Make inferences and justify conclusions from sample surveys, experiments, and observational studies

Use data from a sample survey to estimate a population mean or proportion; develop a margin of error through the use of simulation models for random sampling.

But many of our high school teacher colleagues will need supports to help their students think statistically.  AP Stats teachers, often the loneliest folks in their departments, will now need to share their expertise with non-stats inclined colleagues.  Below are snapshots from a lesson on sampling and margin of error I used with my 9th grade classes, with many ideas adapted from my AP Stats teaching experiences.


Student in this class had already been exposed to a probability unit, which included conditional probabilities, binomial settings and the normal distribution.  After a discussion of sampling techniques, I wanted to conceptualize margin of error before diving into formulas.  Here’s what I did:

  • Class is broken in two large groups
  • Each side of the room was given the task of flippling virtual coins, using a graphing calculator
  • For one side of the room, 25 coins were flipped.  For the other side, 100 coins were flipped.
  • “Coins” were sorted and counted, and the proportion of heads communicated to team captain, who recorded the result on a group graph.

The results for the two groups are shown here.Coins

The class discussion the moves to a comparison of the graphs.  How are they similar?  How are they different?  Clearly, both graphs center about the true proportion (.5).  The shapes also seem similar.  But the vaiability seems to be different.  How likely is it to have 60% of coins show heads, if 25 coins are flipped?  Does this likelihood change with 100 coins?  We’re moving towards sampling distributions and inference topics, without all the scary-sounding language.


In the next part of the lesson, I wanted students to explore public-opinion polls, choose a topic of interest to them, and think about the associated language and structure. The site is ideal for this.  The site collects and summarizes poll results from many sources, categorized by topic.

Polling Report

Student pairs were asked to find one poll of interest to them, record the source and the number of people surveyed, and record it on the back board.  We then looked for common threads:

  • Sources: we found many repeats in the sources chosen (Rasmussen, Gallup, Washington Post, FoxNews) and discussed reliable sources of information.
  • Sample sizes: most surveys had about 1,000 participants, with one poll using 2,000.

Can 1,000 people possible allow us to represent a population?  How reliable can we expect a poll to be if just 1,000 people are surveyed?  Time to move on to the last stage of the lesson – simulation.

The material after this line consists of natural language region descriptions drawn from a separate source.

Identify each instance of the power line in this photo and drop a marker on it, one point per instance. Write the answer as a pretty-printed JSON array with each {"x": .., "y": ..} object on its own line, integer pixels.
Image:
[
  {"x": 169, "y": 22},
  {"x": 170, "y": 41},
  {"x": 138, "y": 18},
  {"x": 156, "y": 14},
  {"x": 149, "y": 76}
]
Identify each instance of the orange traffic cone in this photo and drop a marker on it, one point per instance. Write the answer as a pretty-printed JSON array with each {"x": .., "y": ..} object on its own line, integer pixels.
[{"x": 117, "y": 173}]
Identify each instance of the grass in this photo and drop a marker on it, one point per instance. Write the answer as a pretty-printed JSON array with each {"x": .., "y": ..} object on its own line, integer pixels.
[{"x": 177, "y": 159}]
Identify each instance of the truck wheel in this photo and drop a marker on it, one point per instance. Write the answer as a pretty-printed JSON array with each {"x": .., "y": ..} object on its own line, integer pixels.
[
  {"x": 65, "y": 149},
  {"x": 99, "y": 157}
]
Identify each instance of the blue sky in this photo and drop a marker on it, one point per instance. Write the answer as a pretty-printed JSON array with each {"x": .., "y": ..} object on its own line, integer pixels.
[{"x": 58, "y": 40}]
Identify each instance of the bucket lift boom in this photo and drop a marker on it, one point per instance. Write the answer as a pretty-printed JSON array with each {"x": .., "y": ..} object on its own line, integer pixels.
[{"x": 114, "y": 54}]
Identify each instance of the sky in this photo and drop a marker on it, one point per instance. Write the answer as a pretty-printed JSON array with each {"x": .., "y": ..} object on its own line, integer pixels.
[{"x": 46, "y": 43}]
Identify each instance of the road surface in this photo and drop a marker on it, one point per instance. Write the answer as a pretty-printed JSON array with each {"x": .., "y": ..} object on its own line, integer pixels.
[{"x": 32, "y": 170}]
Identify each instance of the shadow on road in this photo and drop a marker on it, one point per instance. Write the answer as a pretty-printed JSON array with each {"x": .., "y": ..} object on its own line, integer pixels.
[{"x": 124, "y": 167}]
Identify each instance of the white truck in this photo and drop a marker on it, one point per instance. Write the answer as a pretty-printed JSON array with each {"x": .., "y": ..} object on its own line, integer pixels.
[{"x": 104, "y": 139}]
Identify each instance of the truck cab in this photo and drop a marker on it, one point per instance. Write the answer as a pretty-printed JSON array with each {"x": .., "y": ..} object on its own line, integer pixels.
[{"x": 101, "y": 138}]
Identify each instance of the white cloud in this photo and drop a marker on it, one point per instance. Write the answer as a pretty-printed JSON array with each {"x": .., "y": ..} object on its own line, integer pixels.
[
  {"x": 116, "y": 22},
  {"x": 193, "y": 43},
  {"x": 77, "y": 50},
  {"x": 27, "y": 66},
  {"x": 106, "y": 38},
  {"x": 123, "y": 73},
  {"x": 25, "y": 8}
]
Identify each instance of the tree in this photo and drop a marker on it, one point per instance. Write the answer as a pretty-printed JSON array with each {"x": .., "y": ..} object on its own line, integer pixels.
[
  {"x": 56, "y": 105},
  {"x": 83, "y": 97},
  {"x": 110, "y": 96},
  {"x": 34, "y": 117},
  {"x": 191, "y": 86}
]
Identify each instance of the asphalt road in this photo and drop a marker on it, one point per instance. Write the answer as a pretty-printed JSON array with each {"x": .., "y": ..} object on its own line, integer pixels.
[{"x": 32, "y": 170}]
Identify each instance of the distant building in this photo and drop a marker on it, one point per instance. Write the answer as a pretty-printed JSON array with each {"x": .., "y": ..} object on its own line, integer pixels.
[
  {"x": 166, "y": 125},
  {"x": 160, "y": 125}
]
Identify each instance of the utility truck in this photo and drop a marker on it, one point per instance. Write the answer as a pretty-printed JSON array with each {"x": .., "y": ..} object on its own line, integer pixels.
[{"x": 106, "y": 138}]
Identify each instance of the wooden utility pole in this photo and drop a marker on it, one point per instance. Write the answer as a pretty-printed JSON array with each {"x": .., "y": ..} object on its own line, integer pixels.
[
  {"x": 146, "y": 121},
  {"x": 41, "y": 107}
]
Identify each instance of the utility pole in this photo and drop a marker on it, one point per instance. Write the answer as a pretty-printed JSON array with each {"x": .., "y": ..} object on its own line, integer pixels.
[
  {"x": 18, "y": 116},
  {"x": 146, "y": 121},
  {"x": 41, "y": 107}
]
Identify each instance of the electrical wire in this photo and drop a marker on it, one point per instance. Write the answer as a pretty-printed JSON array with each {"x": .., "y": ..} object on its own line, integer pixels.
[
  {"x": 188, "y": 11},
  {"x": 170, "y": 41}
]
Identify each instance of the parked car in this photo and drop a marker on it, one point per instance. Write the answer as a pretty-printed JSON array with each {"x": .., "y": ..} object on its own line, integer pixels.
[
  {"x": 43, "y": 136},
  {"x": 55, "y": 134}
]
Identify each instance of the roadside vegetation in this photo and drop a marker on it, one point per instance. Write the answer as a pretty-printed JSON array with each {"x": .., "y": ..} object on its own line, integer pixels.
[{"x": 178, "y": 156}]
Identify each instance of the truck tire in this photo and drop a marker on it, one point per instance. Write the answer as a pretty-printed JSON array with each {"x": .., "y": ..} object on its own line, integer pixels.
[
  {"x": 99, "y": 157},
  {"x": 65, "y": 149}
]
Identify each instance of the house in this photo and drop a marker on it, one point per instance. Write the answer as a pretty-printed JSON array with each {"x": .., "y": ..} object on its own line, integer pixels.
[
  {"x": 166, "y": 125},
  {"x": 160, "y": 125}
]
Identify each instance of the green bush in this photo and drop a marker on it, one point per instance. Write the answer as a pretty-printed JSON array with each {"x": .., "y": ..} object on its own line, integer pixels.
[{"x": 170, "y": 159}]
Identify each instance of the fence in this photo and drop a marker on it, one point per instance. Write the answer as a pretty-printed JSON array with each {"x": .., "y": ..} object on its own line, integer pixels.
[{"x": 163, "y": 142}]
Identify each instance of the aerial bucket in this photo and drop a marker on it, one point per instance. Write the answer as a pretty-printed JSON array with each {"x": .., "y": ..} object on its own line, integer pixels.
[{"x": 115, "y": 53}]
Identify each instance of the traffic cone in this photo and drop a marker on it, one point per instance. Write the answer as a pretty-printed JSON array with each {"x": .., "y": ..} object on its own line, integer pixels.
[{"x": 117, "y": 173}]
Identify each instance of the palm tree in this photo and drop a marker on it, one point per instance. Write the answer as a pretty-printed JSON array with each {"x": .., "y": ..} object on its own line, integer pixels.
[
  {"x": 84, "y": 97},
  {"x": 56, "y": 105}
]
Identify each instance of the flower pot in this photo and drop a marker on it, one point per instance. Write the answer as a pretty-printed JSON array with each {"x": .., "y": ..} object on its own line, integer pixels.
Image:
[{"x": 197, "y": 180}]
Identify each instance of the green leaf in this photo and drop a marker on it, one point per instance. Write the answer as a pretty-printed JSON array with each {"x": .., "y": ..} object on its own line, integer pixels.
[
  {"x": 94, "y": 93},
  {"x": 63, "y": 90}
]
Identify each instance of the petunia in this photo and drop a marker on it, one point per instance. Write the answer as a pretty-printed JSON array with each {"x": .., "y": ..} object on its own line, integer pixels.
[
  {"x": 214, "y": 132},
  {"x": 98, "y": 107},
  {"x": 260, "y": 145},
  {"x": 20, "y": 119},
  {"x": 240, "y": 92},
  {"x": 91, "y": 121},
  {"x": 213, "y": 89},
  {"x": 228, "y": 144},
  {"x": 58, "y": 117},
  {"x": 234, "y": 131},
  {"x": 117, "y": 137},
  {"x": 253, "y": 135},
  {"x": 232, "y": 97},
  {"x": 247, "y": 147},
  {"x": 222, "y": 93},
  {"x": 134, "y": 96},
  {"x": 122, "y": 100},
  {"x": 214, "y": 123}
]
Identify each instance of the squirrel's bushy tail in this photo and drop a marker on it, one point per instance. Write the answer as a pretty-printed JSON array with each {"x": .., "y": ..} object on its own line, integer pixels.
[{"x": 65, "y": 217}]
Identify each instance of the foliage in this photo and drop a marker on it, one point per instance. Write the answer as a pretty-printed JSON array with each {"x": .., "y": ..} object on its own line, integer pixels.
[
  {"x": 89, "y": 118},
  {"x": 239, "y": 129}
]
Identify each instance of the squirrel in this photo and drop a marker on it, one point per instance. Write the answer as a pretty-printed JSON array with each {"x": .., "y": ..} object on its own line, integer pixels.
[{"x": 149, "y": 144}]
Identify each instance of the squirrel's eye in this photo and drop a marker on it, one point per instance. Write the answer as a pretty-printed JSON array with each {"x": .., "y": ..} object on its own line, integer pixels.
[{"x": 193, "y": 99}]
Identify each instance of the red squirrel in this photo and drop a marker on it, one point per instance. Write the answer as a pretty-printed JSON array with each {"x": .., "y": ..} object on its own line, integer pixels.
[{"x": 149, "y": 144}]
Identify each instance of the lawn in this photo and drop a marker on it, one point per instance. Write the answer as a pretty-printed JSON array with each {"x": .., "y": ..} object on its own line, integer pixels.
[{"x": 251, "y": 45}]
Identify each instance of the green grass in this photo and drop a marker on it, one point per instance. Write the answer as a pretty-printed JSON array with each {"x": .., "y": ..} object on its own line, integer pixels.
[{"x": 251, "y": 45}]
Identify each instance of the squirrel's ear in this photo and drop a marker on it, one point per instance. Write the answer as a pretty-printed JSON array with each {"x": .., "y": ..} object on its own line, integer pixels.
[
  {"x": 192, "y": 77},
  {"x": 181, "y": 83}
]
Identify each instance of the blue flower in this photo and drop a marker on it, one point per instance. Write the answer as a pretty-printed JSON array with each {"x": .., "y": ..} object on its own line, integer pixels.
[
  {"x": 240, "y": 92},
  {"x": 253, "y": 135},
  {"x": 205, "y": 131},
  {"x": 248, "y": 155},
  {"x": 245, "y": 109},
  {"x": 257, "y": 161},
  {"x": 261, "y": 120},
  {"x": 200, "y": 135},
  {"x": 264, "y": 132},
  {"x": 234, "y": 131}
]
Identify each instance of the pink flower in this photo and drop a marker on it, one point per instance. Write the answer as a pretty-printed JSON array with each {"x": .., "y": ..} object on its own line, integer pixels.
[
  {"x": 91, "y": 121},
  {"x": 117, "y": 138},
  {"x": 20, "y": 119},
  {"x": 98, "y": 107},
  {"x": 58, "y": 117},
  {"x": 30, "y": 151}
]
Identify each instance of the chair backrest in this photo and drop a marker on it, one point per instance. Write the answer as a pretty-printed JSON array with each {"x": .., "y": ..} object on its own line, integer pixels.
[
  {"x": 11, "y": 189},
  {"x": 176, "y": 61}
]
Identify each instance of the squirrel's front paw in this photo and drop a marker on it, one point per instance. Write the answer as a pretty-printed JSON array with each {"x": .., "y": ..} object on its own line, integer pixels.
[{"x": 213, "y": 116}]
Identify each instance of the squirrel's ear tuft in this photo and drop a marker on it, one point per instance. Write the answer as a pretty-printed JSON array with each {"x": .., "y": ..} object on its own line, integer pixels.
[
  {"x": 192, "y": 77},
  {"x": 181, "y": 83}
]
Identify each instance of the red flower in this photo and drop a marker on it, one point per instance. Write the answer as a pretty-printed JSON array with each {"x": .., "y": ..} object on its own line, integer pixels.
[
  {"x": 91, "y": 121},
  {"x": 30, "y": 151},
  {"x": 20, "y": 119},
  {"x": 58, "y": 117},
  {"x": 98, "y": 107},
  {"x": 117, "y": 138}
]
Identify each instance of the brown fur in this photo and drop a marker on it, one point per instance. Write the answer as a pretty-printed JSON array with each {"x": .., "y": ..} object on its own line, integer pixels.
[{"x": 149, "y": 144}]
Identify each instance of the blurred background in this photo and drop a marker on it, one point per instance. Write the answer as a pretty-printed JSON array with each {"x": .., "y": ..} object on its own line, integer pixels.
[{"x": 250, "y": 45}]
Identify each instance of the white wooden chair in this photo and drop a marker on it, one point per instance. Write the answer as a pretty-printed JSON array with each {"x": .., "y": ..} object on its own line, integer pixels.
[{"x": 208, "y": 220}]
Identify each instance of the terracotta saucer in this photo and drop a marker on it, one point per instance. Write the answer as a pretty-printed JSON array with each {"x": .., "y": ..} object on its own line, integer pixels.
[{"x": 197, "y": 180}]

The great free site StatKey allows us to look at sampling distributions easily and discuss our observations.  In my class, pairs had a netbook for exploring the site.  We started with the poll about college football above, where 47% of those surveyed registered “support”.  If 47% is the true proportion, and we survey 1000 people, how close to 47% should we expect to see in our survey?  Is 46% plausible?  How about 44%, or even as low as 40%?  We can set the population parameter, and the sample size, then it’s time to draw some samples:


Most of the possible samples center about 47%, but here’s the follow-up for class:

A large majority of the possible samples seem to be within ___ % of 47%.

Certainly, we see that ALL of the surveys are within 10%, but can we narrow that window?  After some dicsussion, the class agreed that 3% was a reasonable window for capturing a large portion of the surveys.  How many of the samples here are within 3% of the “true” proportion of 47%?  StatKey can take of that work for us:


As the unit progressed, StatKey was always shining up on the board to verify our margin of error calculations, and provide a link to the sampling distribution ideas.